In der Neuzeit fielen die Stadtmauern. Der beschützte, kultivierte Raum war so gewachsen, dass ein romantischer Wunsch nach Bäumen, Wiesen und Sträuchern entstand. Die Menschen sehnten sich nach einer künstlich-anmutigen Wildnis, die anders war als die geometrischen Beete und zu Kugeln oder Würfeln gestutzten Bäume der französischen Gärten. Der Park brachte Natur in die Stadt, frei von der Zweckmäßigkeit der Äcker, der in Reih und Glied wachsenden Forste. Vor allem in Wien, das sich gegen die Türkenangriffe mit riesen Wallanlagen geschützt hatte, zeigen die Parks an den Ringstraßen bis heute, wie profitabel für die Bürger der neue Dialog zwischen Stadt und Natur wurde.

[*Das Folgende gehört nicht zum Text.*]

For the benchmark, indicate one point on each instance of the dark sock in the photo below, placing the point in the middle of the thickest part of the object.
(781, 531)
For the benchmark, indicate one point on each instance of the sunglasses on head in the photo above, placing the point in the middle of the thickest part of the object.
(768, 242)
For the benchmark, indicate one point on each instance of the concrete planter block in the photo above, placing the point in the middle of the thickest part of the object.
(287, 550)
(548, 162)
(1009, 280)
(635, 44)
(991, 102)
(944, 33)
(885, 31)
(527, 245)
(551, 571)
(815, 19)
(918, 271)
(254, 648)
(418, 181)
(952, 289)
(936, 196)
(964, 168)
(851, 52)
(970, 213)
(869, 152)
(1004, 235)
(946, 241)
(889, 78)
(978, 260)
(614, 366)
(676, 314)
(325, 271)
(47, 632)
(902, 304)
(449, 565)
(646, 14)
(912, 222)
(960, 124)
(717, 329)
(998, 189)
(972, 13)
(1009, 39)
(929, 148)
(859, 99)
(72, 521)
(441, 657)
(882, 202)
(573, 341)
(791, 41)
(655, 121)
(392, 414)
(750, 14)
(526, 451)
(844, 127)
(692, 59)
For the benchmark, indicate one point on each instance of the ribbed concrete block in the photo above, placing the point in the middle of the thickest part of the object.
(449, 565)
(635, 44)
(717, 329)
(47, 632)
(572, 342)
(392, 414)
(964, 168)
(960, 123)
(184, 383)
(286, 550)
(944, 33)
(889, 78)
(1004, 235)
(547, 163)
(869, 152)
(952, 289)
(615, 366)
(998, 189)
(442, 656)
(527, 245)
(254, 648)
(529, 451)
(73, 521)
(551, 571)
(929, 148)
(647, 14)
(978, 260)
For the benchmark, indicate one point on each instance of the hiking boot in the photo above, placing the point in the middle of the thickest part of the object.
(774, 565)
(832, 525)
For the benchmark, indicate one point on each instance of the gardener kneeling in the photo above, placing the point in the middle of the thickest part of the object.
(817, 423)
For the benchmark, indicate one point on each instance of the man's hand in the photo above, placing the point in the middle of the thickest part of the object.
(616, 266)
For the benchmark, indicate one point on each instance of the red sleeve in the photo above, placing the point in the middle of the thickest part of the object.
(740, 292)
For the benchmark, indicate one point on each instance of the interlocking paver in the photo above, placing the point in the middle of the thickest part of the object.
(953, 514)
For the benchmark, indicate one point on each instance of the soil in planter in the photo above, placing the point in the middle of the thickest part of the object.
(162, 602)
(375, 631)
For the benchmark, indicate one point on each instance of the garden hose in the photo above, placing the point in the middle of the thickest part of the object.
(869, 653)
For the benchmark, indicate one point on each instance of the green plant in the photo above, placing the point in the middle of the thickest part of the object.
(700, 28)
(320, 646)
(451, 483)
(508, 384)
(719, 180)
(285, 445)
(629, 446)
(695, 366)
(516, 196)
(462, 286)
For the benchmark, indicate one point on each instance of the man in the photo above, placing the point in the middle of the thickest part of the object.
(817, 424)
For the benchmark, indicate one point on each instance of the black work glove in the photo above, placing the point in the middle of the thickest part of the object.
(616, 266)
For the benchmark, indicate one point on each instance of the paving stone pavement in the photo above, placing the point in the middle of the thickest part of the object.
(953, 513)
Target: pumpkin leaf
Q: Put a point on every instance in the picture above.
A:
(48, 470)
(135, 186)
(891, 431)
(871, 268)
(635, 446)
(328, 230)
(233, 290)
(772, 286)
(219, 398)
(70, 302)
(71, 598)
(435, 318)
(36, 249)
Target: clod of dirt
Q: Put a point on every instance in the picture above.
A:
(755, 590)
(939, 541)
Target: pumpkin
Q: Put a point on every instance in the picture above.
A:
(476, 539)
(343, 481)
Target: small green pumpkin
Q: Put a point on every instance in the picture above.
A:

Im Park begegnete der Besucher den Bäumen, den Wiesen und dem Himmel. Er war ihnen ausgesetzt, ob sie ihn nun störten oder beruhigten. Er war allein mit ihnen. Nichts und Niemand wollte etwas von ihm; es gab hier keine Möglichkeit, sich wichtig zu machen, die eigene Geltung zu steigern, Geschäfte zu fördern oder Familienkonflikte zu klären.

Die Mutter, die ihren Kinderwagen in den Park schob, der Mann, der seine Sportschuhe schnürte und seine Fitness erprobte, sie waren auf sich selbst gestellt, ihren eigenen Gedanken ausgeliefert, befreit von ihrem sozialen Leben draußen. Sie konnten beten, meditieren, oder gar nichts tun. Sie durften, aber sie mussten mit sich klarkommen. Wenn sie an andere Menschen dachten, mussten sie den Gedanken zu Ende denken, die Gefühle zu Ende fühlen - sie konnten nicht anrufen, eine Textbotschaft schicken, eine Beziehung klären.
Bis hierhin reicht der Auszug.